Watching the artificial waves breaking on the mechanical shore in Images of the World and the Inscription of War (1989) prompted a question: Why did I, together with Anjalika Sagar, under the name of The Otolith Group, have to travel to Cinema Empire Sofil in Achrafieh, Beirut, in order to see nine Farocki films for the first time? To answer such a question in March 2006 meant confronting the implications of Farocki’s absence from Britain’s film culture. The experience of being enlightened—and no other word can convey the impact of watching the ways in which The Creators of Shopping Worlds (2001) studies architects as they discuss images that track the eye movements of shoppers—provoked a corresponding revelation of the inconsequence of so much artistic culture within the UK. So many critically lauded moving images, I began to realize, actually functioned to shield spectators from having to come to terms with the ways in which moving images operated as interlocking components of the military, entertainment, sports, finance, and corporate complex within Europe, America, and beyond.

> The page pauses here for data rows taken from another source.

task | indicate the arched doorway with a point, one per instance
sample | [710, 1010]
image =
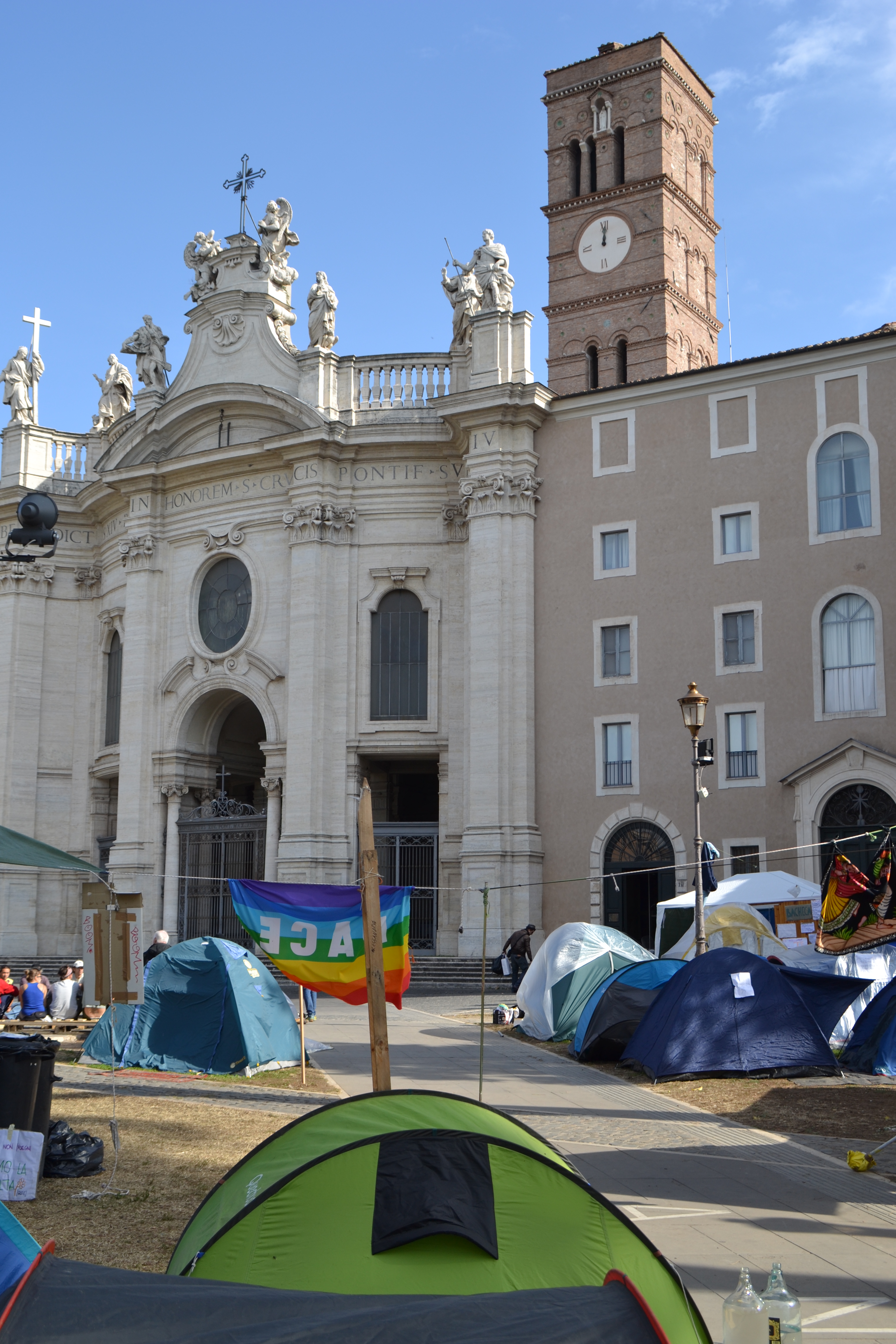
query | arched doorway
[858, 807]
[225, 835]
[631, 894]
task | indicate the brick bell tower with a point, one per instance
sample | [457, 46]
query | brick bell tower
[632, 232]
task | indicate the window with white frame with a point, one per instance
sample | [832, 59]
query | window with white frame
[617, 755]
[742, 746]
[843, 476]
[615, 549]
[738, 638]
[848, 655]
[616, 651]
[735, 533]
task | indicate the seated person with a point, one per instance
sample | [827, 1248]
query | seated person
[8, 993]
[64, 995]
[33, 999]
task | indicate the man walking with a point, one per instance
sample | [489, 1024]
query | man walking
[520, 952]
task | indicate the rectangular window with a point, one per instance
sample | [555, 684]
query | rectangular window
[745, 858]
[616, 651]
[738, 632]
[617, 755]
[742, 745]
[615, 550]
[737, 534]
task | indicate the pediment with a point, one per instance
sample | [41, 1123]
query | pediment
[192, 424]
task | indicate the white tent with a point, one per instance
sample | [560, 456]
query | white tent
[762, 890]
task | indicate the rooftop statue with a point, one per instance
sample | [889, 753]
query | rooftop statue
[199, 255]
[276, 236]
[322, 314]
[491, 267]
[148, 344]
[19, 375]
[116, 390]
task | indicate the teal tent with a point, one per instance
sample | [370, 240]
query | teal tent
[33, 854]
[210, 1007]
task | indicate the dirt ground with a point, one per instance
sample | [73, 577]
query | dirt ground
[172, 1152]
[774, 1104]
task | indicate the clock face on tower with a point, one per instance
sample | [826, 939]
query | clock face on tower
[605, 244]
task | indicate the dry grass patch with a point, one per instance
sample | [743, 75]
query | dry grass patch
[172, 1152]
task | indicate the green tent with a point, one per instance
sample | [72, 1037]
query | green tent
[420, 1193]
[33, 854]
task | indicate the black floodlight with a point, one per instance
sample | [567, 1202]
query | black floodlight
[37, 514]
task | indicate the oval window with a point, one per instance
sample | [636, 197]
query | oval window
[225, 603]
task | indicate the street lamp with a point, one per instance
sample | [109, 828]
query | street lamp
[694, 710]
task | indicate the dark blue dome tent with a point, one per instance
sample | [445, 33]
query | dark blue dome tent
[615, 1010]
[730, 1014]
[209, 1006]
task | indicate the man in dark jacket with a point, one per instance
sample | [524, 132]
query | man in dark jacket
[519, 951]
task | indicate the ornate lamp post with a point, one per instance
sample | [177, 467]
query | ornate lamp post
[694, 710]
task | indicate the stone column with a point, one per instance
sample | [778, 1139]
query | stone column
[273, 787]
[174, 792]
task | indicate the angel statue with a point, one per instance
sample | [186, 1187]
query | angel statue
[199, 256]
[276, 237]
[148, 344]
[322, 314]
[116, 390]
[18, 377]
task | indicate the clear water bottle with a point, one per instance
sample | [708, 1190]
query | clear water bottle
[782, 1306]
[745, 1319]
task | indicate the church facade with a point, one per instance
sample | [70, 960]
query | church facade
[287, 570]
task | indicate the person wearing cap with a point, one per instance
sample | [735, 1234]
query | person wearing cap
[159, 944]
[519, 951]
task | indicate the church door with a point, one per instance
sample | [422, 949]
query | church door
[222, 839]
[859, 807]
[631, 885]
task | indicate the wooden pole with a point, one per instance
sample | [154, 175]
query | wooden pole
[373, 944]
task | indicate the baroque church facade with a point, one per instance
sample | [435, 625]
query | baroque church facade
[288, 570]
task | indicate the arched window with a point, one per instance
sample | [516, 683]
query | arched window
[225, 605]
[848, 655]
[113, 690]
[843, 472]
[400, 658]
[620, 156]
[622, 362]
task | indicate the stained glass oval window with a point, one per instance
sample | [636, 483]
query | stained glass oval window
[225, 604]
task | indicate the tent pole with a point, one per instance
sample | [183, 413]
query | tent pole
[373, 944]
[485, 920]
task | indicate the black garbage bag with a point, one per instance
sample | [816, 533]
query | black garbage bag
[70, 1154]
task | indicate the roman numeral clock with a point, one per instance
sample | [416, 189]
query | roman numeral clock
[605, 244]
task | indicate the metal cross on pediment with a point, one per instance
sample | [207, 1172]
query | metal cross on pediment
[245, 181]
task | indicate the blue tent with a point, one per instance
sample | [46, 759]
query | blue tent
[210, 1006]
[615, 1010]
[731, 1014]
[872, 1046]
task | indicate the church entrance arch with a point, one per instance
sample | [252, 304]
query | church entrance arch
[637, 873]
[853, 810]
[223, 836]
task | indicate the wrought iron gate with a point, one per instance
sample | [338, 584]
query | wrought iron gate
[406, 858]
[220, 841]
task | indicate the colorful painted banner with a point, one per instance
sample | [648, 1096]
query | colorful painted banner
[315, 935]
[858, 912]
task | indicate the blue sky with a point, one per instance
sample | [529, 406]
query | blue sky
[391, 125]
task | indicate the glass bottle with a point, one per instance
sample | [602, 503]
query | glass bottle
[743, 1315]
[782, 1306]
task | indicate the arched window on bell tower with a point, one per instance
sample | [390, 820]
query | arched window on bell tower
[618, 156]
[592, 354]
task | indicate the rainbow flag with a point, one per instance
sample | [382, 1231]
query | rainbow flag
[315, 935]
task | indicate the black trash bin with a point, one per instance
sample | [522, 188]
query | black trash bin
[27, 1066]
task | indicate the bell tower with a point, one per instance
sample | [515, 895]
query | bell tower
[632, 288]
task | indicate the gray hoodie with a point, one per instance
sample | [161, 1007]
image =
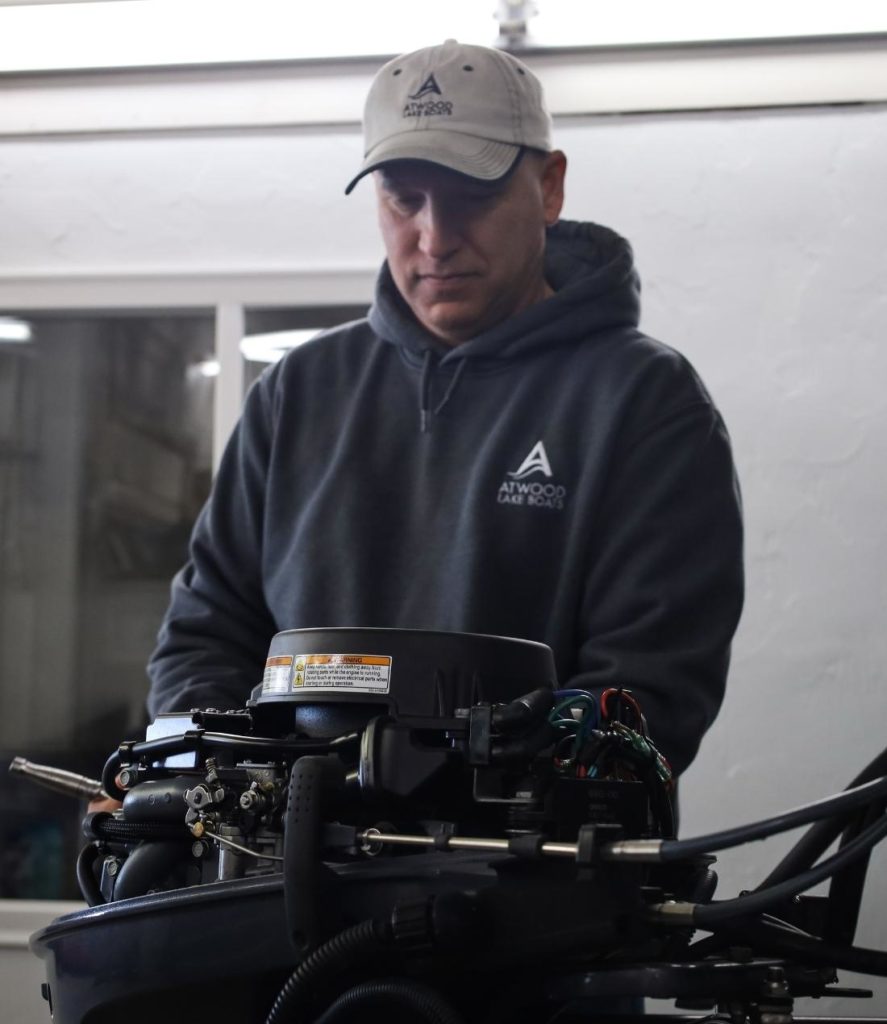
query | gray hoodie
[560, 477]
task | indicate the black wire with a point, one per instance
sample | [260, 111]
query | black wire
[710, 915]
[349, 948]
[839, 803]
[773, 937]
[423, 1003]
[814, 842]
[86, 881]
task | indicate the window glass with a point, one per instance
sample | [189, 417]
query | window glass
[270, 333]
[106, 427]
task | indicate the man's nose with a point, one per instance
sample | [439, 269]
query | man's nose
[438, 238]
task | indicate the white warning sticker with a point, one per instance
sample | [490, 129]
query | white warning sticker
[277, 675]
[356, 673]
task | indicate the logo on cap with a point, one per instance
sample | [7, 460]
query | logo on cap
[419, 107]
[429, 85]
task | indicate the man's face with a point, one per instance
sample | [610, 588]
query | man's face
[464, 254]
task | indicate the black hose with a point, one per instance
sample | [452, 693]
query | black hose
[814, 842]
[404, 993]
[313, 782]
[86, 881]
[148, 865]
[829, 807]
[353, 946]
[770, 937]
[712, 914]
[109, 777]
[101, 825]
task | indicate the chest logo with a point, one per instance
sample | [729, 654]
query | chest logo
[536, 462]
[542, 492]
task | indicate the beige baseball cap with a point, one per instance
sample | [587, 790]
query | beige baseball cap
[467, 108]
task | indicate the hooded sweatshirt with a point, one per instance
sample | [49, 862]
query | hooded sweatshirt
[560, 477]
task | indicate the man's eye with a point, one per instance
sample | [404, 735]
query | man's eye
[407, 203]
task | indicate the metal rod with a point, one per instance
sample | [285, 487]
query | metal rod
[371, 836]
[58, 779]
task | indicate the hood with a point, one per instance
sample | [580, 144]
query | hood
[591, 269]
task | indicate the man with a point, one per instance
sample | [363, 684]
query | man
[497, 449]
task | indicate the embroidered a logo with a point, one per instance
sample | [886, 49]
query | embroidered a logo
[423, 102]
[537, 461]
[429, 85]
[541, 493]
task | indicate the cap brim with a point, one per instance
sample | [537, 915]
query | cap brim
[476, 158]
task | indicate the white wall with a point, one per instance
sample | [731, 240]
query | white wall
[762, 242]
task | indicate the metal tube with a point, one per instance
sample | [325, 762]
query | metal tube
[58, 779]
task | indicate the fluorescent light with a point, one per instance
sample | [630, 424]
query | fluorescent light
[273, 346]
[564, 23]
[14, 331]
[157, 33]
[163, 33]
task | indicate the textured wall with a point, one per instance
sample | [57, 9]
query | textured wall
[762, 242]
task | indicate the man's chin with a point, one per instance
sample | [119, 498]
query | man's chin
[452, 326]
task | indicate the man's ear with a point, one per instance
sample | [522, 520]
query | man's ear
[553, 173]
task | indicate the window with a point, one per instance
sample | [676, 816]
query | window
[106, 427]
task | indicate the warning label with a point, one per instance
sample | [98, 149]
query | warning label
[357, 673]
[277, 676]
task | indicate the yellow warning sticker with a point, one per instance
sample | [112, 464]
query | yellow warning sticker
[277, 675]
[356, 673]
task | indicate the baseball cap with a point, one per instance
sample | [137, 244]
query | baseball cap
[467, 108]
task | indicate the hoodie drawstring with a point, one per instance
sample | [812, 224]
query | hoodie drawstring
[425, 390]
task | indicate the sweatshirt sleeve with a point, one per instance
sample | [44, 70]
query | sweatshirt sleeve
[665, 581]
[213, 641]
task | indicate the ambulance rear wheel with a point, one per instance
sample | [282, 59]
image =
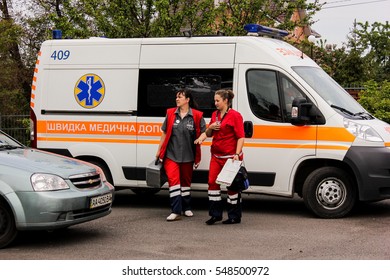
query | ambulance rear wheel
[329, 192]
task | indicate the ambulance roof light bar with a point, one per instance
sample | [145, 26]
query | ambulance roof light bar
[257, 29]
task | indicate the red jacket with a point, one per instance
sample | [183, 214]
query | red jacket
[197, 115]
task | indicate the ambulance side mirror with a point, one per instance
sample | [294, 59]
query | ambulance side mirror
[300, 111]
[248, 128]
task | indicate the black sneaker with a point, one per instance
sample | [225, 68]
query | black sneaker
[213, 220]
[232, 221]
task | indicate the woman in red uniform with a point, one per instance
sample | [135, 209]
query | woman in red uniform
[227, 129]
[178, 152]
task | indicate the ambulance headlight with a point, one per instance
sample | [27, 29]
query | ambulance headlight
[364, 132]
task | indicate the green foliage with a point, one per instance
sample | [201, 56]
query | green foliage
[375, 98]
[367, 57]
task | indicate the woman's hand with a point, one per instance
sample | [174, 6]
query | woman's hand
[215, 125]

These moving images, it seemed to me, should be challenged, if not rejected outright, for their inabilityto produce the kind of perceptual training provided by works such as War at a Distance (2003) or Videograms of a Revolution (1992). Inside that cinema in Achrafieh, the dynamic tension inside and between images was playing itself out. The mystifying force of images that were mobilizing outside Cinema Empire Sofil, outside of Beirut, beyond the edges of Lebanon, which would emerge in the July War, were revealed by the clarifying powers of montage inside that cinema in Beirut.
Those three evenings spent watching Farocki films with Anjalika Sagar and the writer Emily Dische-Becker acted as a kind of extended primal scene. They precipitated a process of disidentification from a tacit consensus within the UK. They incubated a desire to position The Otolith Group against the values championed by people that Farocki once characterized as “those polite British assholes.” To align yourself with his works did not mean imitating his artistic methods. It meant affiliating yourself with all those that considered themselves to be friends of Farocki, whoever they might be, wherever they might live. These friendships were nurtured in an almost clandestine fashion until 2009, when Farocki’s London allies broke cover to mount three exhibitions intended to win contemporary generations over to the joys of instrumentalism and didacticism. Perhaps many others were drawing the same conclusions. Six years on, I can discern Farockian thinking in the demonstrative, detailed, comparative projects that confront the multi-scalar histories of the present. And yet none of these projects have travelled to the UK. Which suggests that Farockian projects continue to affront deeply held presuppositions about the nature and purpose of moving images. What, then, is the nature of this affront, and how can it be characterized? In Farocki’s works, aesthetic thinking takes on a very specific form, which Nicole Brenez describes as an
intensive and meditated form of encounter … a face-to-face encounter between an existing image and a figurative project dedicated to observing it—in other words, a study of the image by means of the image itself.
The outcome of this encounter between an “existing image and a figurative project” tends towards the instructional, the instrumental, the demonstrative, the didactic, the comparative, and the mimetic. These qualities were, and are, bad objects within a moving-image culture that still aspires towards cinema as an expanded form of painting, diary, dream, fantasy, sculpture.